Well…. We all will. But maybe not just yet…
“Gold fulfills the functions for which money is used better than any other type of money,” wrote Lord Rees-Mogg in his introduction to “The Case for Gold” — a three volume tome rehearsing the history of the yellow metal.
But if gold is the best money, how come we don’t use it rather than dollars?
Lord Rees-Mogg explains: “The problem for gold is not that it doesn’t work, but that it works too well…it imposes limits on human behaviour, and those limits can be resented and rejected. Indeed, it can become impossible for a government to maintain the discipline of gold…”
Ah yes….
Limits. There are always limits. You can ignore limits. You can reject limits. You can pretend they don’t exist. But you can’t ignore the consequences of ignoring the limits.

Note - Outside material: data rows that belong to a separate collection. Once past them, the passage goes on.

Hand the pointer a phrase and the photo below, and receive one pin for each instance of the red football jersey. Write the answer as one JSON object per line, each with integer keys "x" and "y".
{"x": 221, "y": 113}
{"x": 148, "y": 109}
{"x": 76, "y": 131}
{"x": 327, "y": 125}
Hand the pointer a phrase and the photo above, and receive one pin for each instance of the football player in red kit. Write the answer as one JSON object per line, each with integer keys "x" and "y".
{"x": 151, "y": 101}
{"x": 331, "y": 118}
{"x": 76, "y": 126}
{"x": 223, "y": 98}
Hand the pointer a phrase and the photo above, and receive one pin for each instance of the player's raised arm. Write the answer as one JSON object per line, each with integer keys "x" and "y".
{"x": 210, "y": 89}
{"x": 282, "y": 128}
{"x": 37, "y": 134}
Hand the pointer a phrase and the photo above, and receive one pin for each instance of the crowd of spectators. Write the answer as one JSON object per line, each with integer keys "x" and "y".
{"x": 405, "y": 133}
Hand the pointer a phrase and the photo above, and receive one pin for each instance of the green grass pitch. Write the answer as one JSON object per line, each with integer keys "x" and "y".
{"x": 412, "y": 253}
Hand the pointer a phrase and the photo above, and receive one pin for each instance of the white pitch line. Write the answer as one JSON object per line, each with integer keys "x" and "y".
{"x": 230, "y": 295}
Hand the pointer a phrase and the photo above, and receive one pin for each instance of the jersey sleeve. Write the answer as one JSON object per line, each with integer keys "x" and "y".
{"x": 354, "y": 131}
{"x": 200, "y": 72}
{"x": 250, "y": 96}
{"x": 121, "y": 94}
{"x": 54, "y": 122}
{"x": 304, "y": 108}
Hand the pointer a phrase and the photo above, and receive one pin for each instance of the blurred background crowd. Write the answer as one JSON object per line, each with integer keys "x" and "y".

Right now, the economy is in a major contraction. As long as this phase continues, you only need gold as insurance against a catastrophe. But what would cause a catastrophe? The feds, of course.
In a contraction, the market itself imposes limits. It forces asset prices down. It undermines businesses. And it drives debtors and creditors into bankruptcy.
The feds don’t like limits. And they don’t like contractions. Especially not when an election is coming up. Maybe they’ll keep their nerve. Maybe they won’t. They could do something reckless and desperate…in an effort to overcome natural limits. That’s when the merde will really hit the fan… That’s when you’ll need your gold.
http://dailyreckoning.com/catastrophe-insurance/
joe_momma
15th September 2011, 03:27 PM
The world markets are trying to cover their positions in the case of either margin increases (likely) or Greek default (inevitable).
The Fed/ECB just dumped a ton of cash to prop up the stock markets (causing stocks to rise for a short period). People getting squeezed have to liquidate assets - either sovereign paper or PMs for the most part since stocks are being driven higher (fools). PMs took a huge drop since the total PM market is tiny (Au is tiny, Silver even smaller) compared to the paper world.
osoab
15th September 2011, 03:31 PM
I put it on the stick save swap between major central banks. Risk off for a day or two. Au moved in the same direction as the bucky too.
Now I don't understand why the grains tanked. It's not going to be a stellar harvest this year.
Glass
15th September 2011, 03:50 PM
We even had a front page story on "Commodities". Never seen that before but Gold is done as a safe haven I can tell you and $1702 is temp support and a strong bear signal because gold is in a bubble. But no mention of silver. It's not a PM apparently.